Grip gibi hastalık, abartılıyor, hafif seyrediyor gibi ifadeler
yayılıyor. Evet bazılarında hatta çoğu kişide hafif seyrediyor. Ama
sizde nasıl seyredeceğini önceden bilmiyorsunuz ki. Çok dramatik
hastalarımız var maalesef. Çok kaybettiğimiz vakalarımız var. Hem
genç hem kronik rahatsızlığı yok ve çok ağır şekilde seyrediyor ve
kaybediyoruz. Ben bildiğim için korkuyorum. Benim için en iyisi
hasta olmamak, enfekte olmamak. En güvenli yol bu. Hasta olduğumda
hafif mi ağır mı seyredecek? Tekrar hayata dönebilecek miyim?
Bunlar belli değil."
Türkiye'de şu anda 4500'den fazla ağır hasta var. Bu vefatlar buradan oluyor. Önümüzdeki günlerde daha çok vefat sayıları ile karşı karşıya kalabiliriz. Bunu görebiliyoruz. Yoğun bakım doluluk oranlarımız yüzde 70'i geçti. Ama özel yoğun bakımlar var. Oraları dışarıda bırakırsanız bu doluluk oranı daha yüksek. Kimse kendini güvende hissetmesin. Ben hasta olursam hafif atlatırım ya da hasta olursam hastanede tedavi olurum iyileşirim diye düşünmesin. Öyle olmayabiliyor. Bu hesap doğru çıkmayabilir."
Yerli aşıda umut var mı?
"Kesinlikle. Çok sevindirici gelişmeler. Türkiye'de şu anda aşı
deneme amaçlı üretiliyor. Bu altyapıya sahip olduğu ortaya çıktı.
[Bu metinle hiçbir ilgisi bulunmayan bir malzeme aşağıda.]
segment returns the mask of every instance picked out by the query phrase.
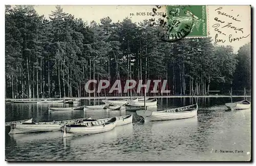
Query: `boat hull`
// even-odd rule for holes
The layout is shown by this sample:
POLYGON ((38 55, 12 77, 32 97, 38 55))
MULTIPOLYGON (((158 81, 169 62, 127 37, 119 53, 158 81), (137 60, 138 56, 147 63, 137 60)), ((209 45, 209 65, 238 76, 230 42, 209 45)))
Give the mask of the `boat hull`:
POLYGON ((55 131, 60 130, 62 125, 59 124, 44 125, 44 124, 28 124, 16 125, 14 127, 11 126, 9 134, 27 133, 38 132, 55 131))
POLYGON ((68 132, 64 133, 63 137, 96 134, 110 131, 116 126, 115 123, 106 125, 100 125, 86 127, 71 127, 68 132))
POLYGON ((226 106, 228 108, 229 110, 241 110, 241 109, 247 109, 251 107, 251 104, 241 104, 237 103, 232 103, 232 105, 228 104, 229 103, 226 103, 226 106))
POLYGON ((142 116, 144 121, 159 121, 176 120, 195 117, 197 115, 198 107, 191 111, 166 112, 150 110, 136 111, 137 114, 142 116))
POLYGON ((236 103, 226 103, 225 105, 229 110, 232 110, 247 109, 251 108, 251 103, 247 100, 236 103))
MULTIPOLYGON (((138 101, 138 99, 137 98, 135 100, 132 100, 132 101, 136 102, 138 101)), ((124 105, 128 104, 131 102, 131 100, 102 100, 102 102, 106 104, 114 104, 114 105, 124 105)))
POLYGON ((42 101, 37 102, 37 104, 43 104, 43 103, 63 103, 64 100, 53 100, 53 101, 42 101))
MULTIPOLYGON (((130 123, 132 123, 133 122, 133 115, 132 114, 131 115, 124 115, 124 116, 116 116, 115 117, 116 118, 116 126, 122 126, 122 125, 125 125, 126 124, 129 124, 130 123)), ((94 121, 90 121, 90 120, 87 120, 87 121, 84 122, 83 123, 80 123, 79 125, 82 125, 83 124, 87 124, 88 122, 92 122, 94 125, 98 125, 100 124, 103 124, 105 123, 106 123, 108 121, 111 120, 113 117, 110 117, 110 118, 101 118, 101 119, 98 119, 97 120, 92 120, 94 121), (96 124, 95 122, 97 121, 97 123, 96 124)), ((62 131, 64 131, 64 128, 63 127, 61 127, 61 130, 62 131)))
MULTIPOLYGON (((145 105, 146 107, 156 106, 157 104, 157 100, 155 100, 154 102, 145 102, 145 105)), ((144 102, 130 102, 130 105, 132 106, 142 107, 144 106, 144 102)))
POLYGON ((106 105, 104 104, 104 105, 98 105, 95 106, 84 106, 84 108, 91 109, 106 109, 106 105))

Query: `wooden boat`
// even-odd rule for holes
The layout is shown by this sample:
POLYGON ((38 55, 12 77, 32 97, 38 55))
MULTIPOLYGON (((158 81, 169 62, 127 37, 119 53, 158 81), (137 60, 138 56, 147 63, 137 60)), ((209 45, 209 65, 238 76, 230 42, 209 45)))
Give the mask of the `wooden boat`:
POLYGON ((40 101, 37 102, 37 104, 41 104, 41 103, 63 103, 64 102, 64 100, 44 100, 44 101, 40 101))
POLYGON ((138 110, 136 111, 136 113, 138 115, 142 116, 144 121, 175 120, 197 116, 198 109, 198 105, 197 103, 187 106, 160 111, 138 110))
POLYGON ((11 100, 11 102, 13 103, 37 103, 38 100, 11 100))
MULTIPOLYGON (((94 106, 85 106, 84 108, 89 108, 91 109, 106 109, 108 105, 106 104, 101 104, 101 105, 96 105, 94 106)), ((84 109, 83 109, 84 110, 84 109)))
MULTIPOLYGON (((148 100, 149 99, 150 99, 149 98, 145 98, 145 100, 146 101, 148 100)), ((144 101, 144 98, 139 98, 138 100, 139 101, 144 101)))
POLYGON ((231 88, 230 96, 231 96, 231 103, 226 103, 225 105, 227 107, 228 110, 236 110, 241 109, 247 109, 251 108, 251 103, 248 101, 246 98, 246 91, 244 88, 244 100, 233 103, 232 102, 232 88, 231 88))
MULTIPOLYGON (((140 101, 138 102, 134 102, 131 101, 130 102, 130 105, 132 106, 137 106, 137 107, 141 107, 144 106, 144 101, 140 101)), ((157 105, 157 99, 151 99, 145 101, 145 106, 153 106, 157 105)))
POLYGON ((83 107, 49 107, 48 111, 64 111, 64 110, 83 110, 83 107))
POLYGON ((125 109, 125 107, 122 105, 110 104, 108 106, 108 108, 113 110, 119 110, 125 109))
POLYGON ((63 137, 96 134, 110 131, 116 127, 116 118, 113 117, 106 122, 96 121, 80 125, 64 126, 63 137))
POLYGON ((249 109, 251 107, 251 103, 247 100, 244 100, 235 103, 225 104, 229 110, 241 110, 249 109))
MULTIPOLYGON (((78 125, 82 125, 83 124, 86 124, 86 123, 88 123, 88 122, 96 122, 96 121, 98 121, 100 124, 103 124, 103 123, 106 123, 108 121, 111 120, 113 117, 116 117, 116 126, 125 125, 127 125, 127 124, 132 123, 133 122, 133 114, 130 114, 130 115, 123 115, 123 116, 120 116, 112 117, 109 117, 109 118, 101 118, 101 119, 98 119, 98 120, 94 120, 94 119, 90 118, 88 118, 88 119, 83 120, 82 121, 79 121, 78 122, 78 125)), ((93 124, 94 124, 94 123, 93 123, 93 124)), ((61 129, 62 131, 64 131, 63 126, 62 126, 61 128, 61 129)))
POLYGON ((60 130, 60 127, 65 124, 74 124, 91 117, 82 118, 75 120, 53 121, 49 122, 38 122, 33 121, 31 118, 21 124, 11 125, 9 134, 26 133, 37 132, 54 131, 60 130))
POLYGON ((125 106, 125 110, 126 111, 135 111, 137 110, 142 110, 144 108, 144 106, 133 106, 130 105, 125 106))
POLYGON ((76 100, 74 100, 74 99, 73 100, 65 100, 64 101, 64 103, 74 104, 78 103, 78 101, 76 101, 76 100))
POLYGON ((6 126, 11 126, 11 125, 12 125, 12 124, 16 124, 16 125, 21 124, 23 122, 24 122, 25 121, 28 121, 28 120, 30 120, 31 119, 31 118, 28 118, 28 119, 27 119, 27 120, 19 120, 19 121, 16 121, 6 122, 5 123, 5 126, 6 127, 6 126))
POLYGON ((106 104, 127 104, 129 102, 131 101, 134 101, 134 102, 138 102, 138 99, 136 98, 134 100, 131 100, 131 99, 125 99, 125 100, 102 100, 102 102, 106 104))

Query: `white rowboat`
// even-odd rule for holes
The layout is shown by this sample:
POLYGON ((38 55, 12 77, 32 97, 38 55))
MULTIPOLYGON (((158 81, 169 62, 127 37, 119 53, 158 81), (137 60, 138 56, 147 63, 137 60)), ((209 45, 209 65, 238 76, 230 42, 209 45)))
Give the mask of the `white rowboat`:
MULTIPOLYGON (((144 101, 140 101, 139 102, 131 101, 130 102, 130 105, 132 106, 141 107, 144 106, 144 101)), ((146 106, 156 106, 157 104, 157 99, 148 100, 145 102, 146 106)))
POLYGON ((65 111, 65 110, 83 110, 84 107, 49 107, 49 111, 65 111))
POLYGON ((122 105, 113 105, 111 104, 108 106, 108 108, 112 109, 113 110, 122 110, 122 109, 125 109, 125 107, 122 105))
POLYGON ((63 137, 88 135, 110 131, 116 127, 116 118, 113 117, 105 123, 102 123, 102 122, 96 121, 80 125, 65 125, 63 137))
POLYGON ((40 103, 58 103, 64 102, 64 100, 44 100, 37 102, 37 104, 40 103))
MULTIPOLYGON (((147 100, 148 100, 149 99, 150 99, 149 98, 146 98, 145 100, 147 101, 147 100)), ((139 101, 144 101, 144 98, 139 98, 138 100, 139 101)))
POLYGON ((150 110, 136 111, 137 114, 144 121, 158 121, 187 118, 197 115, 197 104, 160 111, 150 110), (196 108, 195 107, 196 107, 196 108))
MULTIPOLYGON (((94 106, 85 106, 84 108, 87 108, 91 109, 106 109, 106 106, 108 105, 106 104, 101 104, 101 105, 96 105, 94 106)), ((83 109, 84 110, 84 109, 83 109)))
POLYGON ((251 103, 245 100, 236 103, 226 103, 225 105, 229 110, 246 109, 251 107, 251 103))
POLYGON ((126 100, 102 100, 102 102, 106 104, 120 104, 120 105, 123 105, 125 104, 127 104, 129 102, 131 101, 134 101, 134 102, 138 102, 138 99, 135 99, 134 100, 132 100, 131 99, 126 99, 126 100))
POLYGON ((58 131, 60 130, 60 127, 65 124, 74 124, 88 118, 91 118, 91 117, 38 123, 33 122, 33 118, 31 118, 20 124, 11 125, 11 131, 9 134, 58 131))
MULTIPOLYGON (((83 124, 87 124, 88 122, 93 122, 93 124, 95 125, 99 124, 98 123, 99 123, 100 124, 103 124, 111 120, 112 118, 116 117, 116 126, 122 126, 132 123, 133 122, 133 114, 131 114, 131 115, 126 115, 120 116, 101 118, 98 120, 93 120, 92 118, 88 118, 79 122, 78 125, 82 125, 83 124)), ((63 127, 62 127, 61 128, 61 129, 62 131, 64 131, 63 127)))

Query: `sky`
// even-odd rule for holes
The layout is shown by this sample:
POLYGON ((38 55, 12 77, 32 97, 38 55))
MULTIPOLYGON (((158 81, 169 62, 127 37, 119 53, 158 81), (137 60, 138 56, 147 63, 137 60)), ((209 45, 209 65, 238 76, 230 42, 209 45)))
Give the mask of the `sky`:
MULTIPOLYGON (((108 16, 114 22, 118 20, 122 21, 128 17, 132 21, 138 23, 153 18, 147 14, 152 12, 153 8, 155 7, 149 5, 61 5, 61 7, 63 12, 74 15, 75 17, 81 18, 88 23, 93 20, 99 23, 101 18, 108 16), (143 15, 143 13, 145 14, 143 15)), ((46 18, 49 18, 52 11, 55 10, 55 6, 52 5, 35 6, 34 8, 39 15, 44 15, 46 18)), ((157 12, 166 12, 164 9, 162 8, 157 12)), ((208 36, 211 37, 216 44, 231 45, 236 53, 240 47, 250 42, 250 6, 207 6, 206 11, 208 36), (219 21, 216 20, 216 18, 219 21)))

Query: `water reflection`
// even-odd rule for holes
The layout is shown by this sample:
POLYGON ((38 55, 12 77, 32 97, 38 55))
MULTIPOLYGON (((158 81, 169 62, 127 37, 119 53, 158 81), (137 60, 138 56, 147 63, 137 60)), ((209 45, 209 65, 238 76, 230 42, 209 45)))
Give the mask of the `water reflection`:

Aşı üretilebiliyor. Aşının etkili ve güvende olduğunu gösterecek
çalışmaların sonucunda yaygın üretime ve piyasaya aşı sevkine
geçilecek. Bu da biraz zaman alacak. Faz 1 çalışmaları gayet iyi
gidiyor. Faz 2 çalışmaları yakında başlayacak. Nisan ayı gibi
tamamlanacak diye umut ediyoruz."
"Kapasitemizi zorlamamalıyız"
"Sağlık çalışanları çok yoğun bir yük ve stres altında.
Hastanelerdeki yoğunluk artıyor. Yoğun bakım doluluğu artıyor.
Kapasitemizi zorlamamalıyız. Şu anda yönetilebilir durumda gidiyor.
Hastalarımızın hepsine gerekli hizmeti veriyoruz."
"Bu şekilde devam ederse illa bir yerde
tıkanacağız"
"Hasta ve ağır hasta sayısında artış var. Bu sürdürülemez. Bu
şekilde devam ederse illa bir yerde tıkanacağız. O zaman isteyen
hastaneye yatamayabilir ya da yoğun bakım yatağı bulunamayabilir,
tedavisiz kalabilir. Böyle sorunlar yaşanabilir. Tedbirler bunu
önlemek için alındı. Ne kadar yorulsak da stres altında kalsak da
canla başla çalışıyoruz. Enfekte olan, maalesef kaybettiğimiz
meslektaşlarımız var. Ama moral motivasyonlarımız iyi. İşimizi
yapmaktan çok mutluyuz ama sağlık konusunda tedbir alarak toplumun
bize yardımcı olması, yükümüzü hafifletmesi lazım."